BANGKA BELITUNG, Metro7.co.id – Staf Khusus Gubernur Provinsi Kepulauan Bangka Belitung bidang pembangunan, Elly Rebuin menepis isu yang menuding dirinya menyalahgunakan dana Pemulihan Ekonomi Nasional (PEN) Mangrove yang merupakan program padat karya besutan Kementerian Lingkungan Hidup dan Kehutanan (KLHK) RI dan Badan Restorasi Gambut dan Mangrove (BRGM) pada tahun 2021 lalu.

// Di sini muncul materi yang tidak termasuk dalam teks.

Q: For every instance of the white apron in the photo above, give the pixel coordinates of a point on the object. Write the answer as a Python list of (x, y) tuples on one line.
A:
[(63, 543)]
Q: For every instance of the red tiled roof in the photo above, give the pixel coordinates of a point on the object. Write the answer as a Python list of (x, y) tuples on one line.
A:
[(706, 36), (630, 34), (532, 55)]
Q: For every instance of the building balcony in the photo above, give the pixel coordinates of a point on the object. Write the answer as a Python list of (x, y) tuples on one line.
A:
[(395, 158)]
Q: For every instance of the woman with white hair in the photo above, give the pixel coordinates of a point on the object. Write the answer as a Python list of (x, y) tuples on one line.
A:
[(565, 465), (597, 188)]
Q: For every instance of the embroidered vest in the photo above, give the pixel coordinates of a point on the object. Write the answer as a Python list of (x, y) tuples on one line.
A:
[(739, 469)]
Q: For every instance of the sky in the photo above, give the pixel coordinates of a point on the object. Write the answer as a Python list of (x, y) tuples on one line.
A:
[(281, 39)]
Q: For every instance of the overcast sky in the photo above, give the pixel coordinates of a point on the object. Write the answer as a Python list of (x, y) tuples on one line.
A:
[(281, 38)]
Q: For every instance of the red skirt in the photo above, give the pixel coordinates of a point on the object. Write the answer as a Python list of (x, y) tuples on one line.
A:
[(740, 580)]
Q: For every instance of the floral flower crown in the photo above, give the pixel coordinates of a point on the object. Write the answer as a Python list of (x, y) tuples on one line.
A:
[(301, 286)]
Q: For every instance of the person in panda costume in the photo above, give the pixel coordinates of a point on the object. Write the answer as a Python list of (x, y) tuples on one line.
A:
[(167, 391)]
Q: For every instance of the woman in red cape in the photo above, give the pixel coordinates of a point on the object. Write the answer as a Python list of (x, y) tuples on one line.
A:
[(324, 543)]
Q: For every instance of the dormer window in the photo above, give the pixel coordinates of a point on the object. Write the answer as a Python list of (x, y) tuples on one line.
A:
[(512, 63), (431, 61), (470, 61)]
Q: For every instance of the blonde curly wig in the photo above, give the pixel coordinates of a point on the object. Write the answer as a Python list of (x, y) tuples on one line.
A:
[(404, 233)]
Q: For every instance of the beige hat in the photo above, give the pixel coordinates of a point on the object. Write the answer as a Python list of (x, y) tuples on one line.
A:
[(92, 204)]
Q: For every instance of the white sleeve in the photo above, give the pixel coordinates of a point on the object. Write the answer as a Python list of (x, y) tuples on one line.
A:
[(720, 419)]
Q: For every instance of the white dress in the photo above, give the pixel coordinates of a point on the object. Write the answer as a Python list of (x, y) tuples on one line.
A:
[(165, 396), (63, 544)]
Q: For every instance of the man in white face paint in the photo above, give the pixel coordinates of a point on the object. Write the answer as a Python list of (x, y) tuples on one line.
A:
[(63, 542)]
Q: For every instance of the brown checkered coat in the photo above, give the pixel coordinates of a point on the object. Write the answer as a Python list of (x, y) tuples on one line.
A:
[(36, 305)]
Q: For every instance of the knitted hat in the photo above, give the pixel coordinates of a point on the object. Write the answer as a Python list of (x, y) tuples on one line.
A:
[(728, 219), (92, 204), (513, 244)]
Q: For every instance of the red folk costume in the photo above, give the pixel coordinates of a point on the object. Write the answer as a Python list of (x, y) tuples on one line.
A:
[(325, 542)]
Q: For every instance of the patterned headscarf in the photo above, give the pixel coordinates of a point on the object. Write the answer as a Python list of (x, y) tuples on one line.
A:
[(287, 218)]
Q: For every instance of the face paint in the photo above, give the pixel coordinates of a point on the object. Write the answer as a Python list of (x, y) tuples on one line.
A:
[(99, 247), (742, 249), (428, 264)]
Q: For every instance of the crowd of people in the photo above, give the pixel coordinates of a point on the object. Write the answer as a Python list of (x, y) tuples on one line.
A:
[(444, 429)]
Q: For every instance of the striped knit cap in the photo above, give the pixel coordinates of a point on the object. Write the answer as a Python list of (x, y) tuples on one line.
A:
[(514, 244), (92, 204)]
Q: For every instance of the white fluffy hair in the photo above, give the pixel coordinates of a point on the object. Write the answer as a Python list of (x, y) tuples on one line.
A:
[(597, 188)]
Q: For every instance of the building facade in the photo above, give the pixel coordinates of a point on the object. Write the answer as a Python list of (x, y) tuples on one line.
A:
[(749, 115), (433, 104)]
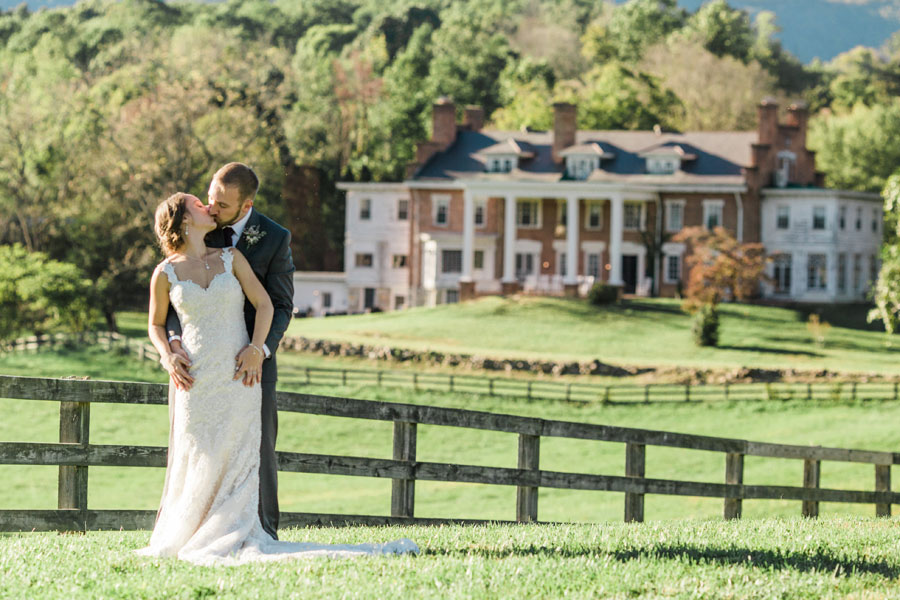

Dalam konferensi pers yang diadakan Jumat (14/1), Elly menegaskan tidak pernah menerima kompensasi apapun dari program restorasi lahan mangrove yang bekerja sama dengan BPDAS-HL dan Dinas LHK Provinsi Kepulauan Bangka Belitung itu.

“Di sini saya tidak mendapat uang satu sen pun dari kegiatan PEN. Karena saya tahu PEN ini sebuah respon yang harus diambil pemerintah sehubungan dengan percepatan pemulihan ekonomi nasional pasca Covid-19,” ujar Elly.

Sedangkan pelaksanaan PEN itu sendiri, lanjut dia, bersifat swakelola dalam bentuk kelompok kerja masyarakat atau pokmas.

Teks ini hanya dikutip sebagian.